Travel and tourist industry leaders wrote a letter to the British government on Wednesday, calling for an end to the "unworkable" and "damaging" 14-day quarantine policy on international arrivals to the UK.
The letter to Home Secretary Priti Patel, signed by 78 bosses of hotels and travel firms, said that quarantine is the "very last thing" the country needs as economic prospects amid the coronavirus lockdown look increasingly dire.
George Morgan-Grenville, the CEO of Red Savannah Ltd, who headed the appeal commended the government for its response to the pandemic but warned that a recession is now a "high probability".
"The economic cost of the government’s action is yet to be seen, but the early indicators paint a grim picture with Q1 GDP contracting by 2% (despite only seven days of lockdown), and Q2 likely to be considerably higher at 20% with possibly a 12% contraction for the 2020 fiscal year", the letter warned.
Now that the pandemic is "on the retreat", the message cautioned that the travel industry cannot rapidly "scale down" its workforce and must maintain staff "to either cancel, or rearrange existing, often complex, bookings".
The signatories demanded consideration of the "air-bridges" proposal by Transport Secretary Grant Shapps, which would see bilateral travel arrangements between countries with similar Covid-19 infection rates.
This comes as the United Kingdom looks to loosen many of its initial lockdown measures imposed since the beginning of March, designed to enforce social distancing measures to combat the spread of the coronavirus pandemic.
Criticism has been levelled against the government for its alleged belated introduction of quarantine for foreign arrivals. Labour's Shadow Health Secretary John Ashworth, asked last week why the policy was not introduced sooner when coronavirus cases were lower.
"I would urge the government to get on with it and give us the details about how it's going to work in practice", Ashworth said.

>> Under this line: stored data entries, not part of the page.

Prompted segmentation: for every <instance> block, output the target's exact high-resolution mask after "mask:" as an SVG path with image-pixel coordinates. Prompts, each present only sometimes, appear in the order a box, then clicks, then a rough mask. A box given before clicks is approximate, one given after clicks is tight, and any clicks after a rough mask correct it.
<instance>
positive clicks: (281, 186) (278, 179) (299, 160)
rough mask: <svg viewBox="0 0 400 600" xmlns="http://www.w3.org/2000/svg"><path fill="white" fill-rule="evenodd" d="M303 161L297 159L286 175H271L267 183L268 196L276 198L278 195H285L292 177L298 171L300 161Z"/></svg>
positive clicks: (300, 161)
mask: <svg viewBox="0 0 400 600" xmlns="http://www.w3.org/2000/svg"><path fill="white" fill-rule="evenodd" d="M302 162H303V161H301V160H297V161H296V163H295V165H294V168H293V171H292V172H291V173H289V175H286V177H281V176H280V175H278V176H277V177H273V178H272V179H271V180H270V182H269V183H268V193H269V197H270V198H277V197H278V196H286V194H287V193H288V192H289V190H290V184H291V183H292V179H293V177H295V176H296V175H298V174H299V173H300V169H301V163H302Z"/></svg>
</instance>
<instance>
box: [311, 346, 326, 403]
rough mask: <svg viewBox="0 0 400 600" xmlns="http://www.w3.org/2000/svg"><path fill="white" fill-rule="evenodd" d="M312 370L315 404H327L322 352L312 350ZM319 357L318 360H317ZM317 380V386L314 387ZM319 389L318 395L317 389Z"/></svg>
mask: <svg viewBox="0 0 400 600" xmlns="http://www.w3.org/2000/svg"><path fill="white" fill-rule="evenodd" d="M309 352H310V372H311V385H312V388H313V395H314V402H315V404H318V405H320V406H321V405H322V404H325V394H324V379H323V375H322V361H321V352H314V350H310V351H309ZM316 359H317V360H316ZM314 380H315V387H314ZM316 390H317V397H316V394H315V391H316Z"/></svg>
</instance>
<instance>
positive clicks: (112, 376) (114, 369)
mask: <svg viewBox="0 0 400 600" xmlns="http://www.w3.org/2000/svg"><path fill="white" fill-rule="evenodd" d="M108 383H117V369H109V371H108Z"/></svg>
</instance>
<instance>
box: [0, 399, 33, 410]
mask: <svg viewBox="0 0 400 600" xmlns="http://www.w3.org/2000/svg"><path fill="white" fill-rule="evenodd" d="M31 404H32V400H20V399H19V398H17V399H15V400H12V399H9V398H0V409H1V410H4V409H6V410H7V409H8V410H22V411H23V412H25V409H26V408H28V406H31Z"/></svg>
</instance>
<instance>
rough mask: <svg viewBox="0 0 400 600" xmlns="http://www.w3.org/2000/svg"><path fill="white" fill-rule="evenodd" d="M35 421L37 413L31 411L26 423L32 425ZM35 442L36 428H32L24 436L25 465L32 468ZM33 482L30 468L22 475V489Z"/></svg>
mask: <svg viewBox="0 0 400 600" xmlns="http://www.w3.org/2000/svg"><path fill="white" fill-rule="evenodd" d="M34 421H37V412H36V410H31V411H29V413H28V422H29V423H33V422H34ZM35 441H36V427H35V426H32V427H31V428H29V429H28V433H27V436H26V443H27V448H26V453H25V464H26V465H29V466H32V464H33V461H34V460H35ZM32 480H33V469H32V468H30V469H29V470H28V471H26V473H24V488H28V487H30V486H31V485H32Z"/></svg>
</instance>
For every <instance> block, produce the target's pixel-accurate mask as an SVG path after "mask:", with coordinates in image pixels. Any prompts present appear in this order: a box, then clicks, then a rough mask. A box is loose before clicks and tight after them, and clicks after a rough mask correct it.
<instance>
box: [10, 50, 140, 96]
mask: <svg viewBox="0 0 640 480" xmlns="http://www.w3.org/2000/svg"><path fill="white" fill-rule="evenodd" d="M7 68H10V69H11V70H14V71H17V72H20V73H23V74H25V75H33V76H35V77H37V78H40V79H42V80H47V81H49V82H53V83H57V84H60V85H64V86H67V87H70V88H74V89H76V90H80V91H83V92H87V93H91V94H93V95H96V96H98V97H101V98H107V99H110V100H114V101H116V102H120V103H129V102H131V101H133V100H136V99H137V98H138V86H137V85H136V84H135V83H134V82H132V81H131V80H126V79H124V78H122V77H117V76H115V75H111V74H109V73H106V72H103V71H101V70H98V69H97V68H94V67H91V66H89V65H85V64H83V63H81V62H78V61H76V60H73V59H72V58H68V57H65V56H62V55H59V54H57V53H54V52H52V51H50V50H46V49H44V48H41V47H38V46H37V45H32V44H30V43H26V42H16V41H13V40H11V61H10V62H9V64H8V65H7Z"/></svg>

Airlines have warned that the quarantine measures will pose a threat to their already critical financial situation. In a letter to the Prime Minister on 12 May, a group of aviation executives warned that the policy would make the industry "unable to compete"
Growing dissatisfaction among UK business leaders may soon see the government put into the problematic position of having to weigh the economic damage of the lockdown against the human cost of a potential second spike in coronavirus cases.
— Michael A. Gayed, CFA (@leadlagreport) May 12, 2020
Trepidation among business leaders echoes analysis from the International Monetary Fund in April, which claimed that the global economy faces an unparalleled crisis - the worst recession since the 1930s Great Depression.
The UK already has the most confirmed coronavirus deaths in Europe with 37,837 fatalities.